Que a foto foi feita sete dias antes de a reportagem ser postada no
site.
08 – Leia:
Lide (do inglês lead:
conduzir, liderar) é o nome que se dá, nos meios jornalísticos, ao primeiro
parágrafo de uma reportagem ou de uma notícia. Esse parágrafo também pode ser
chamado “cabeça da matéria”. De acordo com o Novo Manual da Redação da Folha de
S. Paulo, o lide pode ser noticioso e responder às principais questões a
respeito do fato noticiado, como o que aconteceu, com quem, onde, quando, como,
por que; pode também não ser fatual e usar outra estratégia para chamar a
atenção do leitor.
Baseando-se nessas informações,
responda no caderno:
a) Qual é o lide dessa reportagem?
“Nas noites de quarta-feira no Bar do Zé Batidão, zona sul de São
Paulo, “o silêncio é uma prece”. O poeta Sérgio Vaz faz questão de avisar que o
sarau da Cooperifa “não é balada”. Um dos mais tradicionais saraus
paulistanos, pioneiro na periferia da cidade, a Cooperifa encontrou endereço
fixo nesse boteco de uma das esquinas do Jardim São Luiz.”
b) De acordo com o lide: o que, quando e onde acontece o fato relatado na reportagem?
O que acontece: um sarau da Cooperifa. Quando acontece: nas noites
de quarta-feira. Onde acontece: no Bar do Zé Batidão, no Jardim São Luiz, na
Zona Sul.
09 – Para redigir uma
reportagem, os jornalistas costumam apresentar depoimentos de diferentes
pessoas envolvidas nos fatos relatados. Um dos entrevistados da reportagem lida
foi o poeta Sérgio Vaz. Na entrevista, ele deu um aviso, fez uma justificativa
e uma crítica.
a) Qual é o aviso?
Ele avisa que o sarau não é uma balada e esclarece que, embora
aconteça em um bar, o sarau não é um mero divertimento noturno, mas um evento
cultural e literário que exige silêncio para que as pessoas possam ouvir os
poemas recitados ou cantados pelos poetas.

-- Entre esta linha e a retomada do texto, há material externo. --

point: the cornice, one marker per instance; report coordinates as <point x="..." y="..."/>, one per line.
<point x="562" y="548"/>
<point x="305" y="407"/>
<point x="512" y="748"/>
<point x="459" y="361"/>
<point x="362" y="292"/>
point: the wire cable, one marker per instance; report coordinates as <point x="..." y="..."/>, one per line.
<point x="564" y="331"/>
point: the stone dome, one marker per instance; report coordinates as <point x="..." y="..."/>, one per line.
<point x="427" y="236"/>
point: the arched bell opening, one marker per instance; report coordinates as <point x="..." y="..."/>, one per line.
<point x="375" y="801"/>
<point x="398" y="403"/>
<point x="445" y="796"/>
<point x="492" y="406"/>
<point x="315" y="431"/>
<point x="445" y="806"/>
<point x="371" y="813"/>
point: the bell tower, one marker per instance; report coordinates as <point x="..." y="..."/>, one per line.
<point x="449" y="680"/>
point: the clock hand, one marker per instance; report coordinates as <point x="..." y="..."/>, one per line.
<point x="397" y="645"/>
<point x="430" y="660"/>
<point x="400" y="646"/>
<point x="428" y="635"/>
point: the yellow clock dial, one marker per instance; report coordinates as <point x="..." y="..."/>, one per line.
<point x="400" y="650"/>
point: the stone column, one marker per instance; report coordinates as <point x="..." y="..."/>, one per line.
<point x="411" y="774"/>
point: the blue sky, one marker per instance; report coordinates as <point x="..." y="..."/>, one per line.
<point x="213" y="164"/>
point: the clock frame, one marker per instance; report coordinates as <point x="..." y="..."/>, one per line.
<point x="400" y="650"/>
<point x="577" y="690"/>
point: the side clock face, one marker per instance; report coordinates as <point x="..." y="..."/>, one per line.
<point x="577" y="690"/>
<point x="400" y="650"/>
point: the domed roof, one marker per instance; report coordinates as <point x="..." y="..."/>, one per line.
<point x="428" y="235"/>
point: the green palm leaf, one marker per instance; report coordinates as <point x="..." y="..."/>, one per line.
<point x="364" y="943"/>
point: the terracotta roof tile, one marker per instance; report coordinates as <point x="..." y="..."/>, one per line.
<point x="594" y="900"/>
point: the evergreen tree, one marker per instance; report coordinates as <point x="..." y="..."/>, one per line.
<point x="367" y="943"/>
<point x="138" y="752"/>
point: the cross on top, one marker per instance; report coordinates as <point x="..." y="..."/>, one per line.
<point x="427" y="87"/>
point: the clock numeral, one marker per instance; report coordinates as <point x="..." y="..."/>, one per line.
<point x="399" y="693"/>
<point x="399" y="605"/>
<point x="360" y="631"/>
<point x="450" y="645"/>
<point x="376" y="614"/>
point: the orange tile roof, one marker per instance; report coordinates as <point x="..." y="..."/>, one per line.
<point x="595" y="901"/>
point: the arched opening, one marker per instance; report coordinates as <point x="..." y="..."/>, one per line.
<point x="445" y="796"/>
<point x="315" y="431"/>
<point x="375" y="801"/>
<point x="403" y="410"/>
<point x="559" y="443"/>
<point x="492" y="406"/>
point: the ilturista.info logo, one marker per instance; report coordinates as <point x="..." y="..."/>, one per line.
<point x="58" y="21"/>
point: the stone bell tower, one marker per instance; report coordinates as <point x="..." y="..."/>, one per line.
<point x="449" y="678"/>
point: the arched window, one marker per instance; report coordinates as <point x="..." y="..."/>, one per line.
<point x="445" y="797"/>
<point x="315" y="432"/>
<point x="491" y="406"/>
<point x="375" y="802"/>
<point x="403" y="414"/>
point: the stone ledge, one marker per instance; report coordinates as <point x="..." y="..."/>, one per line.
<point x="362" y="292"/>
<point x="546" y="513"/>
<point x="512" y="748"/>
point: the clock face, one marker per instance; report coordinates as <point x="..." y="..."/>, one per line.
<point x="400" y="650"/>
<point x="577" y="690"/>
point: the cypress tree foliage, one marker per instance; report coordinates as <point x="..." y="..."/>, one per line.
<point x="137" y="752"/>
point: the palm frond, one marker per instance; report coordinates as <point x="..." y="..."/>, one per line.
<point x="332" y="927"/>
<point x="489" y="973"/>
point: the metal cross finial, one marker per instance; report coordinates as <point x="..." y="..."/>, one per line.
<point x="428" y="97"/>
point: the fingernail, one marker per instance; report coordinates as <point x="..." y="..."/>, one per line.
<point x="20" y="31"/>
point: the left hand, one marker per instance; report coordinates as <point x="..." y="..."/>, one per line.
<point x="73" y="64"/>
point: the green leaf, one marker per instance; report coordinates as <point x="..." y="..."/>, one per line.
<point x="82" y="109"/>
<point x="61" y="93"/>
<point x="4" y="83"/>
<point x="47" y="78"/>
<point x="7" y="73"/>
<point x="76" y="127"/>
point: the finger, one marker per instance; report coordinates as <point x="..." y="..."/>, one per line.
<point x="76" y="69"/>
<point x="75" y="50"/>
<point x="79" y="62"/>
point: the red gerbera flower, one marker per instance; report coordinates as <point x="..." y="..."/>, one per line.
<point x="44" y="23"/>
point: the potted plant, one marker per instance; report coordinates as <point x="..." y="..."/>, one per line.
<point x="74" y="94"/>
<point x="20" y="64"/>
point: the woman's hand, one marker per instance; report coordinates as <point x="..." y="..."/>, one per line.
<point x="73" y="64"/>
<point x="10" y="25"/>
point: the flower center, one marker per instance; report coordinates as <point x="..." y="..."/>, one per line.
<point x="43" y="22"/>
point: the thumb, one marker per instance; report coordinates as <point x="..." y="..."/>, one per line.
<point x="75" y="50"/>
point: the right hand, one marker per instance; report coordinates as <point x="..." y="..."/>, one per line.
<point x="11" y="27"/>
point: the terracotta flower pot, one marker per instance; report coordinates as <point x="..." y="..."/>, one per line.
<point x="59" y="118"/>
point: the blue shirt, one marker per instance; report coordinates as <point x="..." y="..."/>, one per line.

b) Qual é a justificativa?
A justificativa é o sarau acontecer em um bar.
c) Qual é a crítica?
A crítica é a ausência de espaços públicos na periferia da capital
paulista onde os moradores possam realizar atividades culturais e discutir
assuntos de interesse da comunidade, como “falar do asfalto, do trator que
precisa retirar o barranco, do lixo, do futebol...”.
10 – Leia:
Nos meios jornalísticos, olho é um recurso de edição usado para
ressaltar os melhores trechos de textos mais longos e, assim, “arejar” a
leitura. Em geral, o olho destaca frases relevantes e sugestivas. Para ganhar
espaço, o olho pode apresentar pequenas alterações ou supressões de palavras.
Baseando-se nas informações acima,
reescreva no caderno o olho dessa reportagem e explique o porquê de ter sido
dado destaque a esse trecho.
“A Cooperifa me
mostrou que se eu quero ser escritor eu posso, não preciso pedir autorização para
ninguém”. O trecho destaca e resume uma declaração de um dos entrevistados, o
rapper Jairo Periafricania.
11 – Leia:
Intertítulo
é um pequeno título empregado no interior de textos mais longos para
facilitar a leitura e resumir o bloco de informações que se segue.
A que o intertítulo “Noites especiais” faz referência?
A outros eventos realizados pela
Cooperifa, como o “Chuva de Livros” (distribuição semestral de livros aos
frequentadores do sarau), o “Ajoelhaço” (que ocorre todos os anos na
quarta-feira anterior ao Dia Internacional da Mulher) e o “Poesia no Ar”
(evento em que os poetas prendem seus poemas em balões e soltam-nos no céu de
São Paulo).
12 – No caderno, explique
por que a linguagem informal foi utilizada neste trecho da reportagem:
“Uma
vez ouvi um cara falar no negócio de bala perdida na periferia”?
Trata-se da
transcrição da fala de um dos entrevistados, o poeta Sérgio Vaz.